Model based on statistical theory: Abdel-Aty et al propose matching case-to-logistic regression models, Xu et al propose binary logit models to demonstrate traffic accident problems, and relate the probability of occurrence of crashes of different severity to various traffic flow characteristics obtained from detector data. Chenyufei and the like research static traffic accident prediction by adopting a grey correlation degree analysis method. Li Rong and the like research a road traffic accident frequency prediction method based on a transcoloric function, and the fitting mode does not need to consider the real-time characteristics of traffic flow. Overall, the past real-time accident risk assessment research mainly adopts a logistic regression statistical model, and such a model has the disadvantage of being in a linear function form.
Content of application
The application aims to provide a real-time traffic accident detection and early warning method based on a Seq2Seq self-encoder model, which utilizes a self-decoder to effectively extract original column characteristics of speed and flow, establishes a set of Seq2Seq self-encoder deep learning model to extract important traffic information and captures or tracks fluctuation or other characteristics under abnormal traffic changes. In addition, the invention respectively determines the prediction and input window errors in each time period, respectively gives the traffic accident threshold value of each road section according to the time period, and finally captures the abnormal traffic state before and after the accident and realizes the early warning and detection of the traffic accident.

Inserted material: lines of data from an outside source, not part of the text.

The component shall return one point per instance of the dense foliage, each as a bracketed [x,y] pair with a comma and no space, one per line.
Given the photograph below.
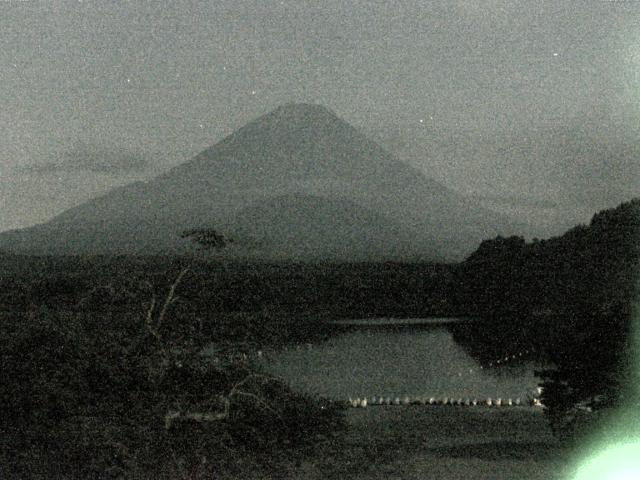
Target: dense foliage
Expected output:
[111,394]
[570,298]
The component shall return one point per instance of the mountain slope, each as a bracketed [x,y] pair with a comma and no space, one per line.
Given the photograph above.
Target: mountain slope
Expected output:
[296,149]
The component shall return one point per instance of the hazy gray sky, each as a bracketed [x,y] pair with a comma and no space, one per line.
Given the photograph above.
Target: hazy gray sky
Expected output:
[534,107]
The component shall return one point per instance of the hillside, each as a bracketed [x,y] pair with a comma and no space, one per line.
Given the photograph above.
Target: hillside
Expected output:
[297,152]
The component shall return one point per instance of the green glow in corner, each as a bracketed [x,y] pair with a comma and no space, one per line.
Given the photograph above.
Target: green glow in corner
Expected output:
[617,462]
[617,452]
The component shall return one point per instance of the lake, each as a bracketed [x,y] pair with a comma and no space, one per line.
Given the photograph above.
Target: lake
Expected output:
[368,359]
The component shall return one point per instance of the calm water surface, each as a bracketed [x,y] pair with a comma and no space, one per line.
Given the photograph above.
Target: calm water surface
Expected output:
[412,362]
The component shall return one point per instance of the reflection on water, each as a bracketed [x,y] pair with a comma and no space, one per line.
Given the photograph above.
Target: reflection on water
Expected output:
[397,363]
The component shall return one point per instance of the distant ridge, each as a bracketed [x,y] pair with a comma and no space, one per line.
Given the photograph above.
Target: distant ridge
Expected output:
[345,196]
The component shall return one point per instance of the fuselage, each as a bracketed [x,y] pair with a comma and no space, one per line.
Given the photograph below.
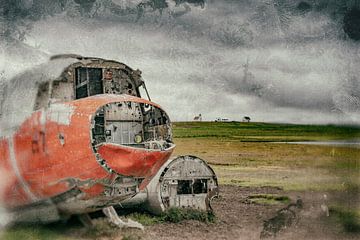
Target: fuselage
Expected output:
[91,141]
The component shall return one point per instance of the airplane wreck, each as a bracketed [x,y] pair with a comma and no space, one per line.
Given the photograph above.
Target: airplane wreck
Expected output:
[78,137]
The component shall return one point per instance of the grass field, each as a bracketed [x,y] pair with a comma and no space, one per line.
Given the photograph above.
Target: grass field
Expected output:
[256,155]
[253,154]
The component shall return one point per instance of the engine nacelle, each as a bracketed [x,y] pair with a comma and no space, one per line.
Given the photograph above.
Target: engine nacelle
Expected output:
[182,182]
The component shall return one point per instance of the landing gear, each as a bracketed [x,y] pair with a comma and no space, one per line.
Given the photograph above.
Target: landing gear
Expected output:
[116,220]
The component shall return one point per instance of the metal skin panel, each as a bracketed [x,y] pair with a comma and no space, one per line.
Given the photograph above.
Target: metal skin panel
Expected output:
[52,154]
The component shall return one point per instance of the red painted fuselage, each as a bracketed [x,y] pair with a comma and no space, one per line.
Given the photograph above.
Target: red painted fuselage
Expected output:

In order to achieve the purpose, the application is realized by the following technical scheme:
a real-time traffic accident detection and early warning method based on a Seq2Seq self-encoder model comprises the following steps:
directly extracting original traffic flow and speed sequence data from a Seq2Seq model of an encoder by using an embedded bidirectional long-short term memory network (Bi-LSTM);
in order to meet the network input form of the recurrent neural network in deep learning, a sliding window needs to be constructed and a feature matrix of the traffic flow on a road section needs to be reconstructed. Establishing a data input window in an Autoencoder (Autoencoder), and encoding a feature vector of a flow and speed sequence input in a detection window W at a certain moment into a semantic vector C with a fixed size through a bidirectional long-short term memory network (Bi-LSTM) Autoencoder so as to guide the generation of a predicted value of each step in a prediction sequence;
taking the final hidden layer state H of the nonlinear mapping of the long short-term memory network (LSTM) in the reverse direction of the encoder as the initial state of the decoder;
the bidirectional long-short term memory network (Bi-LSTM) self-decoder continuously generates dynamic semantic vector C through the adjustment of an intermediate Attention Mechanism (Attention Mechanism)i
The decoder uses the decoder initial state, semantic vector CiAnd step length siEach time point recurrently generates a continuous characteristic sequence in the original window, thereby obtaining a predicted reconstruction window W0
Calculating a detection window W and a prediction window W at each moment0The total mean square error MSE of the reconstruction error is taken as the reconstruction error;
and setting a threshold value, and judging whether the window belongs to an abnormal window or a normal window. The features under normal and abnormal traffic states are significantly different, so the weight distribution of the normal traffic state feature and the abnormal traffic state feature is different, that is, the weight distribution of the normal traffic state feature extracted by the attention mechanism is a representative feature, and the weight distribution of the abnormal traffic state feature is a non-representative feature. Therefore, the reconstruction error MSE of the model is very large for the input abnormal traffic sequence data. Beyond the decision threshold, the model will identify the time window as an anomalous window. This indicates that there may be an abnormality in the traffic state, and thus the purpose of detecting the abnormal traffic state is more effectively achieved.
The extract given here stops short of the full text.